O pacificador

Data 30/01/2014 14:56:14 | Tópico: Contos -> Policiais

“Em nome de Cipriano e suas sete candeias, em nome de seu cão preto, suas sete moedas de ouro,em nome de Cipriano e sua montanha sagrada ,em nome da árvore dos zéfiros e do grande carvalho - eu peço
e serei atendido, pelas sete igrejas de Roma, pelas sete lâmpadas de Jerusalém , pelas sete candeias douradas do Egito,eu sairei vencedor”.

Oração para fechar o corpo , atribuída a Cipriano de Antioquia.


Chuto a porta , entramos os dois no barraco , no olho do furacão :Vado na cama , pra lá de chapado .O cano da 9 milímetros, clareia a consciência rapidinho.
O pilantra já está sentado na cama, meio grogue,olhar injetado de cachorro doido .Entre o vício e a surpresa , um banho de cuspe na própria cara .Saliva palavrões assustados e mugangas .Todos dão uma de doido, inocente ultrajado,bons cidadãos . Só faltam reclamar dos impostos.
Tudo tem limite: uma pulga entre cachorrões não conta, mas na falta de cachorrões , as pulgas incomodam demais.
Jeremias esquenta – lhe o ouvido. A bofetada estala feito chicote, no muquifo imundo .Vado mora num duplex em Boa Viagem, mas esconde-se aqui, no morro da Conceição, perto da igreja. Quem sabe, ficar perto da Santa é mais seguro .Meto-lhe um direto no queixo. A cabeça tomba para um lado,
o corpo sarado e musculoso oscila, mas não cai,feito um joão – teimoso .
A gente bate, ele vira e retorna. Vislumbro um olhar arrogante naquela cara cheirada e cuspida , que já despachou tanta gente pro inferno ,tanto pó e crack distribuídos , que contornaria esta cidade perdida umas três vezes . Chuto – lhe o peito com vontade. Na camiseta de grife,surge uma nova estampa.
Patético e ensanguentado:
—Não, nunca vendi nada. Droga é a porra da vida que eu levo.
O cara é um artista da miséria. Um soco no meio dos cornos. Esse ele sentiu,começa a estranhar a pegada diferente . Ninguém falou em grana. Ajoelhado, implora por um alívio , diz que já apanhou demais .

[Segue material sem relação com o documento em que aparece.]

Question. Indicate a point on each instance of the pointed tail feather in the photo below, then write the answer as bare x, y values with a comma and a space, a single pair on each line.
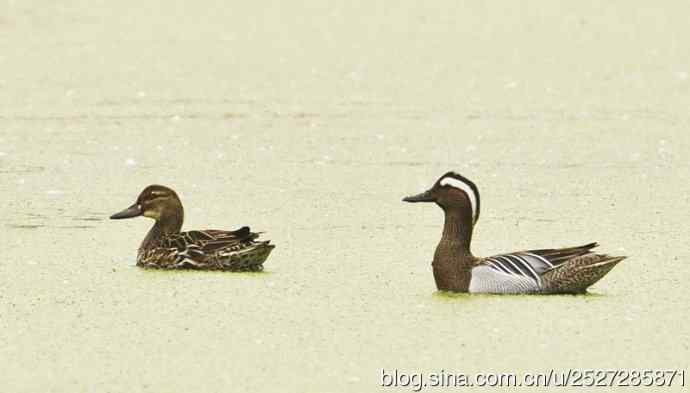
578, 274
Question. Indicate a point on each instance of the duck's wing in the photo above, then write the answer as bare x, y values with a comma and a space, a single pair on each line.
532, 264
207, 242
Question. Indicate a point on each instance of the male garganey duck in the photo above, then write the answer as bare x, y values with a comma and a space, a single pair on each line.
166, 247
561, 270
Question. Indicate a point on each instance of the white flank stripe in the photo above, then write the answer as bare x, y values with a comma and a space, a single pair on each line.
464, 187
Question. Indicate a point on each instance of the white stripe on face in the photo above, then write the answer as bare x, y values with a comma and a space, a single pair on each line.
464, 187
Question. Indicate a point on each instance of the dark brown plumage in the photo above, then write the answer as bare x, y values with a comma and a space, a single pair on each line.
167, 248
558, 270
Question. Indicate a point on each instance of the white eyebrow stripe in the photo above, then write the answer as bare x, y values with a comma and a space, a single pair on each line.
464, 187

Jeremias arrebenta-lhe os testículos, com a coronha do fuzil, Ele cai gemendo baixinho , segurando os preciosos . Começa a amarelar, mas é duro na queda - caiu a ficha que algo vai errado .

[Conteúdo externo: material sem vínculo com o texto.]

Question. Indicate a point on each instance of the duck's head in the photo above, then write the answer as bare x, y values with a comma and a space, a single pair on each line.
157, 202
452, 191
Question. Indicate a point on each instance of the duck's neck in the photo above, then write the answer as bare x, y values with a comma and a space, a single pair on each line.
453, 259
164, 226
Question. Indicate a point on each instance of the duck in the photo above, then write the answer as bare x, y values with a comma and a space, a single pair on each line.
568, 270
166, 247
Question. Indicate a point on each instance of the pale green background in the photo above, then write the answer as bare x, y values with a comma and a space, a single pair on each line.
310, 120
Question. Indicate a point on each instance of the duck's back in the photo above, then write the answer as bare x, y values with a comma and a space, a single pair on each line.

— Dinheiro? Vinte mil para cada um e boa noite.
Lá se vão dois dentes no meu soco-inglês. Segura o cagaço, o rosto já é uma poça de sangue em pé.Começa a recuar,olhos arregalados de espanto : oferecer grana e perder dois dentes ?

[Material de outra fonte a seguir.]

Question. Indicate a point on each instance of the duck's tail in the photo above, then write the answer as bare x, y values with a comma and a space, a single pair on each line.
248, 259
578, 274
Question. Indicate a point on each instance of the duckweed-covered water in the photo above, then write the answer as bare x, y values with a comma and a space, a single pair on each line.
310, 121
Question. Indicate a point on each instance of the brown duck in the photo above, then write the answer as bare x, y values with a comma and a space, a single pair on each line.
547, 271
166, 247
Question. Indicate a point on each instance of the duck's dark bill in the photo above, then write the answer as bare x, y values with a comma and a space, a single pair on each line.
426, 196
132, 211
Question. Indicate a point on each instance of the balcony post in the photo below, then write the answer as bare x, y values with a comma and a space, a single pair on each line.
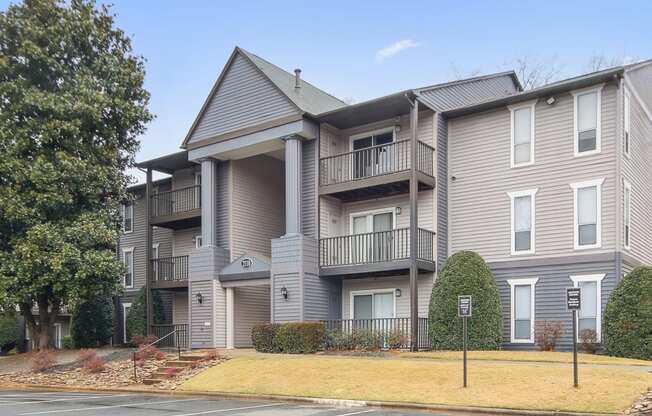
292, 185
414, 226
148, 249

Encurralado, braços abertos contra a parede: um inseto no papel pega- moscas. Tira o Rolex de ouro novinho do pulso e me estende, em silenciosa oferenda. Pego o relógio,faço da pulseira,uma soqueira de ouro maciço -menos dois dentes naquela boca nojenta .
Desesperado:
— Tá doido, cara?
Encerro o expediente: um tiro entre os olhos de cão danado. Saímos do barraco, encapuzados como entramos .Rua quase deserta,um velho bêbado nos aplaude, entre um tombo e outro. Enfim, a paz.